Dans un MMO par abonnement, il est difficile de trouver l'équilibre entre ce qui est offert au joueur (du plaisir de jouer) et la nécessité de le retenir captif jour après jour en le freinant juste ce qu'il faut afin qu'arrivé à la fin du mois, il prolonge son abonnement. On s'en doute, ce « juste ce qu'il faut » est complexe a maitriser et de nombreux joueurs se sentent rapidement frustrés. Eux veulent avancer rapidement pour explorer le monde ouvert qui s'offre soi-disant à eux tandis que l'éditeur leur met des bâtons dans les roues en leur faisant perdre un temps fou en tâches répétitives sans intérêt ou en limitant tel ou tel types d'événement à un par semaine. Un MMO par abonnement, c'est un peu comme la princesse Shéhérazade dans les contes des Mille et une Nuits : pour ne pas se faire exécuter au petit matin, il ne faut jamais offrir au Sultan ce qu'on lui avait promis la nuit précédente.

Guild Wars 2 - Trailer

Dans Guild Wars 2, Shéhérazade se donne tout entière, sans arrière pensé ni manigance.
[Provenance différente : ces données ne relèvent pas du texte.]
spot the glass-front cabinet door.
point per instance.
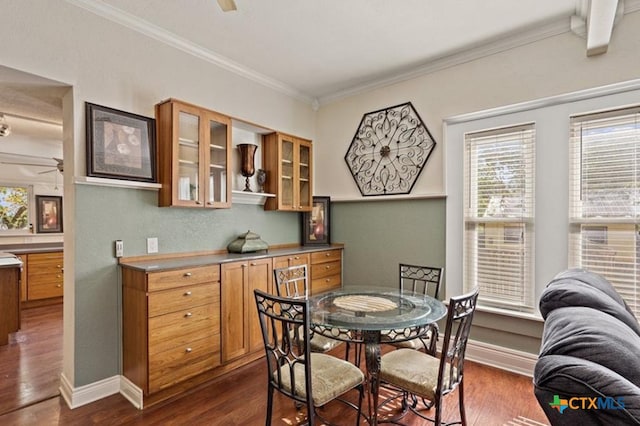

Et c'est qu'elle en a, des choses à offrir...

Le contexte

Guild Wars, sorti en 2005, cinq années après la création de la société ArenaNet, a su fédérer une communauté de joueurs fidèles et enthousiastes. Le jeu, déjà basé sur un modèle économique sans abonnement, était pourtant assez différent de son successeur, puisqu'articulé autour de missions instanciées pour de petits groupes de joueurs. D'où cette notion de « guerres de guildes » et l'appellation « jeu de rôle en ligne compétitif ». On retrouve un peu cette notion dans le « Joueurs contre Joueurs » et « Mondes contre Monde », qui seront testés ultérieurement.

Quelques mois après son lancement, tandis que de nouvelles campagnes paraissaient (Faction, Nightfall), Guild Wars fût renommé en Guild Wars Prophecy. Et l'envie de créer un monde ouvert, persistant, permettant à la communauté de se retrouver sur le même terrain de jeu, commença à occuper les pensées de l'équipe.

C'est ainsi que le projet Guild Wars 2 prit de l'ampleur au sein d'ArenaNet, occupant jusqu'à 300 personnes à partir de 2007. GW2 s'appuie sur 3 idées : Primo, MMO persistant, secundo, plaisir maximum pour le joueur et non pas course au levelling et à la recherche d'XP qui a tendance à transformer tout jeu en travail à la chaine. Tertio enfin, recherche d'un système de quêtes plus intéressant que ce qui se fait habituellement. Le principe : lorsqu'un monstre attaque une ville, on ne l'apprend pas au détour d'un texte apparaissant dans une fenêtre parce qu'on a cliqué sur le bon personnage. Le monstre attaque, ça pète de partout et c'est au joueur de s'en mêler. Ou pas, ou bien un petit peu, mais rien ne l'empêche de laisser tomber en cours de route, c'est au choix.